The CIA’s Secret Research on Torture

THE CIA’S SECRET RESEARCH ON TORTURE

In August 2006, U.S. Army surgeon general Kevin Kiley, dressed in full combat uniform, appeared before the national convention of the American Psychological Association (APA) to defend the participation of psychologists in interrogation at Guantanamo. “Psychology,” he declared, invoking a military maxim that many psychologists present may have found unsettling, “is an important weapons system.”

Indeed, for more than a half-century, psychology has served the U.S. intelligence community as a secret weapon in wars against its ideological enemies, first communism and then Islamic fundamentalism.
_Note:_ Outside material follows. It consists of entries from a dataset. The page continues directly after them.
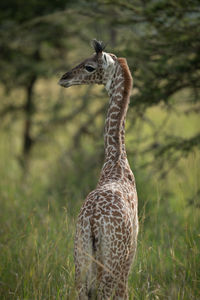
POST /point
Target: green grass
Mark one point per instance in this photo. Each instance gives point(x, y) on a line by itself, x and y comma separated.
point(36, 257)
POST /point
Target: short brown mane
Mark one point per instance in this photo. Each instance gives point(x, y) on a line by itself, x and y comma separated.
point(127, 76)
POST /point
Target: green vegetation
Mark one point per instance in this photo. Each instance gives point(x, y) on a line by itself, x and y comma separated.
point(51, 141)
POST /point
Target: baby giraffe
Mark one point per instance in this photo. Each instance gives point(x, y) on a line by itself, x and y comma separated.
point(107, 226)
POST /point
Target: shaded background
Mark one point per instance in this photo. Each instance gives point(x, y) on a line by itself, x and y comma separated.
point(51, 141)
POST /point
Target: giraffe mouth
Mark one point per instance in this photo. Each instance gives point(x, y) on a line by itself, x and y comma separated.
point(64, 83)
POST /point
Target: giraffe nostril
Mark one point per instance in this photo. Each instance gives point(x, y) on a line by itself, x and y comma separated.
point(66, 76)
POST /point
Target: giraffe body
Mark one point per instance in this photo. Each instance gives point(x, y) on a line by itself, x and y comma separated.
point(107, 226)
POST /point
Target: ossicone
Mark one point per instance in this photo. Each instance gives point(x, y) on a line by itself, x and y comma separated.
point(98, 46)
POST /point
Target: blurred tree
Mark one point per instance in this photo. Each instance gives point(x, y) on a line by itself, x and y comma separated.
point(33, 45)
point(160, 39)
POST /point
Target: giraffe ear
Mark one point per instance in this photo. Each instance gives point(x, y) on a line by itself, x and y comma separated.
point(107, 60)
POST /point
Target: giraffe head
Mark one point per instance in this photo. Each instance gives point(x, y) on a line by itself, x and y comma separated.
point(98, 68)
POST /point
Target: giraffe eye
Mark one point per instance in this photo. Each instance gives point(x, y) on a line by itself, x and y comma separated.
point(89, 68)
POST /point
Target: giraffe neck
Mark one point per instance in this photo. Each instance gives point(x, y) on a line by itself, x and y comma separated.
point(114, 135)
point(119, 90)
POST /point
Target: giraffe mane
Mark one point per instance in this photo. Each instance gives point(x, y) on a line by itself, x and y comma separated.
point(127, 76)
point(98, 46)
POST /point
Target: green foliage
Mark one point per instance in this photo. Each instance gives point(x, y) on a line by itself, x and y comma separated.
point(64, 132)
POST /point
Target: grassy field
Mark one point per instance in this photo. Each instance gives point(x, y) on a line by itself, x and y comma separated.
point(38, 214)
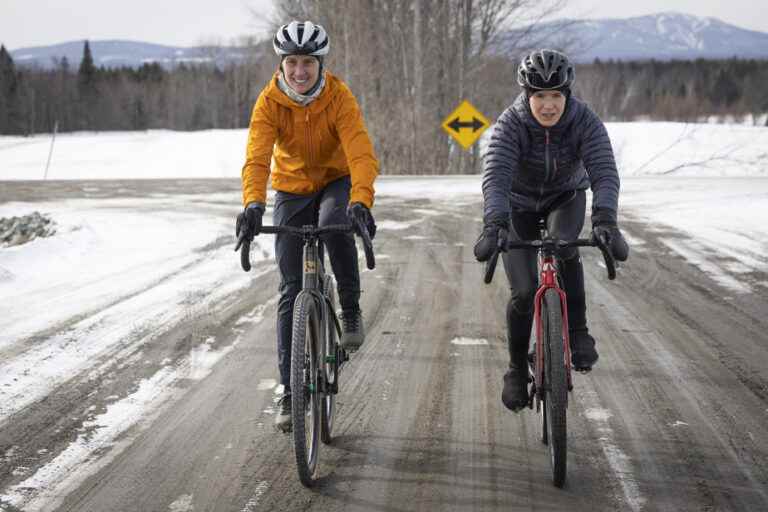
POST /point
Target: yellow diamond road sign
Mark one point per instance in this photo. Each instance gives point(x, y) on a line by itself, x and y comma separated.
point(465, 124)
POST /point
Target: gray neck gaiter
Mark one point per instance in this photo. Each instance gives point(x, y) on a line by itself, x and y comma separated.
point(301, 99)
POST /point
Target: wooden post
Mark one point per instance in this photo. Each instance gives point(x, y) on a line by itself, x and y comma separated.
point(50, 153)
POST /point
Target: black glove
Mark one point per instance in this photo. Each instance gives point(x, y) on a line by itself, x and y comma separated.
point(494, 234)
point(249, 221)
point(358, 213)
point(605, 228)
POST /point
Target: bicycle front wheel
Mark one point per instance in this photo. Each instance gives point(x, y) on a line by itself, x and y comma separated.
point(556, 386)
point(331, 365)
point(305, 406)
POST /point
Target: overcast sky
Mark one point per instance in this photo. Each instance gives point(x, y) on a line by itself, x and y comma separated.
point(189, 22)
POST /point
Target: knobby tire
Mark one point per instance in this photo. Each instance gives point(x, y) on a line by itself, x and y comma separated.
point(328, 402)
point(556, 383)
point(304, 386)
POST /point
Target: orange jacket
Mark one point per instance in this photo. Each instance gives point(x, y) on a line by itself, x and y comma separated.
point(310, 145)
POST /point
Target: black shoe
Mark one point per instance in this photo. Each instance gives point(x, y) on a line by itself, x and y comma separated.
point(583, 353)
point(283, 419)
point(353, 334)
point(515, 393)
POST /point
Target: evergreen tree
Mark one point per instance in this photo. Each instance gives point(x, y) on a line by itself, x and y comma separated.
point(87, 76)
point(9, 94)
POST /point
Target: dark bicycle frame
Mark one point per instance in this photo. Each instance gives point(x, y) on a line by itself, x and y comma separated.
point(320, 366)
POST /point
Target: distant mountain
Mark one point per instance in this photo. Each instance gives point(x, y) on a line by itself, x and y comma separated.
point(663, 36)
point(113, 54)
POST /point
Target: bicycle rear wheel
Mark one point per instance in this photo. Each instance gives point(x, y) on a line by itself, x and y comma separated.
point(331, 364)
point(304, 386)
point(556, 386)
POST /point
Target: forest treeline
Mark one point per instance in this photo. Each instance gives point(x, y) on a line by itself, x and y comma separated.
point(409, 63)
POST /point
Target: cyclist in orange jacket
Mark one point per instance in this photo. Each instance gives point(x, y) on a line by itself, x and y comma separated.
point(308, 127)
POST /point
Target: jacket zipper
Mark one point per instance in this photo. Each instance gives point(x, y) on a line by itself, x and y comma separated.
point(546, 169)
point(309, 142)
point(546, 155)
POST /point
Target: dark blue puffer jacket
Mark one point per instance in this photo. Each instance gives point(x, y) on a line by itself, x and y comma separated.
point(528, 166)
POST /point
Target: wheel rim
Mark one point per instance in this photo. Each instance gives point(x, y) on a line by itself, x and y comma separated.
point(310, 402)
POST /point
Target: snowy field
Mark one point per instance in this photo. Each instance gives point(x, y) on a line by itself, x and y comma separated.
point(708, 181)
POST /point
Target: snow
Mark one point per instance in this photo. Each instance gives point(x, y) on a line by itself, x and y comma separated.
point(87, 295)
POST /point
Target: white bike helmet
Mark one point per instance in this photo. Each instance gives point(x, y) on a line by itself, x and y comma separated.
point(298, 38)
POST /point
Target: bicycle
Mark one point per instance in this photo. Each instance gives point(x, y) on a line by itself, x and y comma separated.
point(550, 367)
point(316, 354)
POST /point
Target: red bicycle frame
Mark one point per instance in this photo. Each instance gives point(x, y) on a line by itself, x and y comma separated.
point(548, 280)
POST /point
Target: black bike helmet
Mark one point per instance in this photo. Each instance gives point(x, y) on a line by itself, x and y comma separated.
point(545, 70)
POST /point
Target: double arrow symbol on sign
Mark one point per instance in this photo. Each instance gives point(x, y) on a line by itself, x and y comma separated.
point(457, 125)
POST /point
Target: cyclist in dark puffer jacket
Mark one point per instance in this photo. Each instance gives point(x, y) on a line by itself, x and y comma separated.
point(547, 148)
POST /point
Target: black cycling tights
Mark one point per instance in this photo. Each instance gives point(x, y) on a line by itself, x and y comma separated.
point(564, 220)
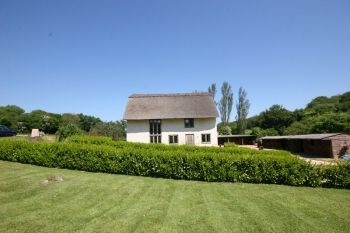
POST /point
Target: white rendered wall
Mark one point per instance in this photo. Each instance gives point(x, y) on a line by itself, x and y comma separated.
point(138, 131)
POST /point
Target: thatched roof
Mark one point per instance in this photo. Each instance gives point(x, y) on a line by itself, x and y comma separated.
point(169, 106)
point(322, 136)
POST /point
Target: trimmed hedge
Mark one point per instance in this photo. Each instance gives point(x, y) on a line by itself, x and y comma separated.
point(175, 164)
point(232, 150)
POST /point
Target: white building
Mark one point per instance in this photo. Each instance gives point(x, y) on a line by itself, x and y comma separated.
point(188, 118)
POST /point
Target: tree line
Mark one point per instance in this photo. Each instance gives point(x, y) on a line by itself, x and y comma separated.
point(62, 124)
point(225, 106)
point(322, 115)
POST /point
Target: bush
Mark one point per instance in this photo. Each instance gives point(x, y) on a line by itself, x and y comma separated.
point(68, 130)
point(188, 163)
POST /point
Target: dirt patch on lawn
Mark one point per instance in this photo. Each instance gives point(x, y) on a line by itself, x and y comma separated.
point(53, 179)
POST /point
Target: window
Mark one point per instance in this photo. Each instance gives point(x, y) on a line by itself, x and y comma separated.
point(173, 139)
point(155, 131)
point(189, 123)
point(205, 138)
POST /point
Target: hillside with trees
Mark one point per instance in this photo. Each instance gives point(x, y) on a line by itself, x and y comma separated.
point(64, 125)
point(322, 115)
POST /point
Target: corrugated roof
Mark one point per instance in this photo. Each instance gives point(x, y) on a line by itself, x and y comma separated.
point(168, 106)
point(305, 136)
point(236, 136)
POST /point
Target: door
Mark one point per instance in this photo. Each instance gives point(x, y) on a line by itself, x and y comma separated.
point(190, 139)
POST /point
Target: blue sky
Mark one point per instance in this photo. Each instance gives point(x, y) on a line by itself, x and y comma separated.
point(89, 56)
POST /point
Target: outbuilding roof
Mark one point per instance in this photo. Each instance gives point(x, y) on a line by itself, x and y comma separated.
point(305, 136)
point(168, 106)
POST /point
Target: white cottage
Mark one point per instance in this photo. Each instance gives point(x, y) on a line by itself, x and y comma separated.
point(188, 118)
Since the start of the Cold War, several generations of select psychologists have worked for U.S. intelligence agencies in the discovery and development of extreme interrogation methods that constitute nothing less than psychological torture. During the War on Terror, psychologists designed “enhanced” CIA interrogation methods, including the cruel technique called “waterboarding,” and participated in military interrogations at Guantanamo Bay that the International Red Cross condemned as “tantamount to torture.” In exchange for this service, the U.S. intelligence community has lavished rewards upon some members of the psychology profession, providing both generous funding for experimental researchers and employment for clinical specialists.

Psychology’s service to U.S. national security has produced a variant of what the psychiatrist Robert Lifton has called, in his study of Nazi doctors, a “Faustian bargain.” In this case, the price paid has been the American Psychological Association’s collective silence, ethical “numbing,” and, over time, historical amnesia. Indeed, Lifton emphasizes that “the Nazis were not the only ones to involve doctors in evil”; in defense of this argument, he cites the Cold War “role of . . . American physicians and psychologists employed by the Central Intelligence Agency . . . for unethical medical and psychological experiments involving drugs and mind manipulation.”